Oxholms Put Presidential Seal on New Arcadia Connection with Florida High School

February 14, 2012 Purnell Cropper

Three months ago, Arcadia announced a new scholarship program to support students of excellence at the Immokalee High School in Florida.  Named in honor of Walter Blankley, husband of Rosemary Deniken Blankley ’57, who has been instrumental in creating the program, the scholarships are awarded to students who participate in the Tutor Corps at the Guadalupe Center.

Earlier this month, President Carl (Tobey) Oxholm III and his wife, Kim, visited Immokalee as part of their first swing through Florida attending the annual alumni reunions. They toured the Guadalupe Center and learned about its academic and leadership development programs, especially the Tutor Corps.

The Tutor Corps has become a national model because of the way that it engages the students, their families and the school, and use the high school students to teach grade school students, serving as role models as they do so. As the Guadalupe Center website notes, “[f]or the past six years, 100% of Tutor Corps students have graduated from high school and were accepted to college. 93% of Corps members have gone on to college and 94% have successfully graduated.”

The Oxholms met the school’s leaders, three of the program’s board members and several Immokalee High School students who are part of the Center’s Tutor Corps, including two who had not only applied to Arcadia but been admitted. A total of seven students have applied—the first ever from this high school—and as of the time of this article, four had been admitted and three were under review.

The Blankley Scholarships will be awarded once all applications have been acted upon. This scholarship includes tuition, fees, room, board and airfare for two round trips between Florida and Philadelphia. It will be awarded to three students in the Tutor Corps program at the Guadalupe Center.

Home to an agricultural market where only “32.8% of residents 25 years and older hold a high school diploma or higher,” Immokalee has historically stunted academic growth for its now college-bound Tutor Corps students, according to the Guadalupe Center’s website.
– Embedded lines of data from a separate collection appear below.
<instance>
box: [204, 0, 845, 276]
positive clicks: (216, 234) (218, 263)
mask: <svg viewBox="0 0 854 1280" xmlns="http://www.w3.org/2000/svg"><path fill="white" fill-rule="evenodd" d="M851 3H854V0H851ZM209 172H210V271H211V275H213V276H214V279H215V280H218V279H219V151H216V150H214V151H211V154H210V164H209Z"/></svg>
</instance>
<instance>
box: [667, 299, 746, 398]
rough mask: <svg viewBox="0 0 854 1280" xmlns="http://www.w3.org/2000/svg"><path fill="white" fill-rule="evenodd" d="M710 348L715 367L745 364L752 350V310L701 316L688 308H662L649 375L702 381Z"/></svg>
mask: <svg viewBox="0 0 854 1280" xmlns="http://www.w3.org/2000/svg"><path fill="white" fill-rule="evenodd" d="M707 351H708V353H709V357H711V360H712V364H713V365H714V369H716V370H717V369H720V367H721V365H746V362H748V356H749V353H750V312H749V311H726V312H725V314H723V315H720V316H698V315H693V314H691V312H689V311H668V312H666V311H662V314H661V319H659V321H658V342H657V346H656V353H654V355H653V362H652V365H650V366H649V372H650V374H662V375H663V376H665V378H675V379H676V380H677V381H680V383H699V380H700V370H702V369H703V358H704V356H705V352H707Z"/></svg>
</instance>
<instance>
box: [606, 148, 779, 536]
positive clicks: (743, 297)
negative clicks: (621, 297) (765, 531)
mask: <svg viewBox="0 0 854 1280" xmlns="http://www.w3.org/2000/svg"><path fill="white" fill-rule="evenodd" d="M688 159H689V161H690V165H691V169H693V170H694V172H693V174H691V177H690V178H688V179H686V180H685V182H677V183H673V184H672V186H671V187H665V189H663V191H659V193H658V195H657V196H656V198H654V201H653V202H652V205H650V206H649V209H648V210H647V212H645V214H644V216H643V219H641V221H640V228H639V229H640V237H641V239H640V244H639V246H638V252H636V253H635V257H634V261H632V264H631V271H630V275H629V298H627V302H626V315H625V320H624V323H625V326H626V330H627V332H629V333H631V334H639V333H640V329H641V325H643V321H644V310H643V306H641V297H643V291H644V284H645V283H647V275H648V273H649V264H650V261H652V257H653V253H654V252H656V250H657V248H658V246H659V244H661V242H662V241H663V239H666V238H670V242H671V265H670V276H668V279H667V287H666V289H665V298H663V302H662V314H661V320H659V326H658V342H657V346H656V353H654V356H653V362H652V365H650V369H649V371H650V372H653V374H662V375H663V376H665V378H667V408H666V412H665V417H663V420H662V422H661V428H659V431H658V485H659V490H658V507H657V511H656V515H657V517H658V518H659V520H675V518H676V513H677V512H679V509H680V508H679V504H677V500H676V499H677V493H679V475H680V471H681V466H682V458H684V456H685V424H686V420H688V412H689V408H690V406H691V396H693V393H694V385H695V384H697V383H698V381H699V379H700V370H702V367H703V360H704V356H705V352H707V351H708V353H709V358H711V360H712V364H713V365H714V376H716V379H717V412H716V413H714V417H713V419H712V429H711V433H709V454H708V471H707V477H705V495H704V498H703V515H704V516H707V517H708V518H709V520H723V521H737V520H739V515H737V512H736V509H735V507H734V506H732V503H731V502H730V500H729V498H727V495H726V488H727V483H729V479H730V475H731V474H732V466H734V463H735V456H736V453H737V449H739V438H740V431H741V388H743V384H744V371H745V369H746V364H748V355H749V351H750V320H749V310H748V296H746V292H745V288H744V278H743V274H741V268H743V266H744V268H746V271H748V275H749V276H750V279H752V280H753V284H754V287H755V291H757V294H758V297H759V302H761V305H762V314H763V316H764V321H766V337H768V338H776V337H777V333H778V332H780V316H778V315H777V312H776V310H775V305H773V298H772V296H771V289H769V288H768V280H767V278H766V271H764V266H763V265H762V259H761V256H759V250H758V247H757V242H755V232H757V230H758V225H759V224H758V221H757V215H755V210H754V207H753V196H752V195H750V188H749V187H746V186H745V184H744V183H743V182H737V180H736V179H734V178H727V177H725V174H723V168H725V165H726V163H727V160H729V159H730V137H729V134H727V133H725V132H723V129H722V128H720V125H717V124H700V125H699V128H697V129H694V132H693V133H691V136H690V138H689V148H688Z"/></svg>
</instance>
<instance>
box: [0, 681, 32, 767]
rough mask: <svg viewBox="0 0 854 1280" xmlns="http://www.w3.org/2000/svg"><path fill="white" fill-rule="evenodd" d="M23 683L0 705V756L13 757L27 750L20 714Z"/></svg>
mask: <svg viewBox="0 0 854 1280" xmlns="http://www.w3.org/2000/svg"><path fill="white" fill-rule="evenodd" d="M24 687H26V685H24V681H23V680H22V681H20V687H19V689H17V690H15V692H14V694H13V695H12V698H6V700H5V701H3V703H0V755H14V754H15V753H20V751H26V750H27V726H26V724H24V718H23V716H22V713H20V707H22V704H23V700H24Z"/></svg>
The mission of the Center is to break the cycle of poverty that perpetuates throughout Immokalee by providing educational, social and other support programs and resources to impoverished children and families.

In addition to tutoring elementary school students as part of members of the Tutor Corps, these students have actively participated in student government and community service and many have participated in summer pre-college programs across the United States. One admitted student had just received a statewide award for excellence in service to community from the Miami Dolphins’ charitable foundation, earning herself what President Oxholm called a “huge statewide recognition for herself, her school and the Tutor Corps.”

After school, she tutored five-year-old students, which ignited her passion for education and her excitement for Arcadia University.

According to the Tutor Corps Program website, “for over seven years, the Guadalupe Center’s Tutor Corps Program has been helping Immokalee high school students prepare for and enter colleges and universities all over the country. Tutor Corps is successful because of countless volunteers who, like the Blankleys, invest time, energy, and resources in the belief that education is the great equalizer that opens the doors of opportunity for all.”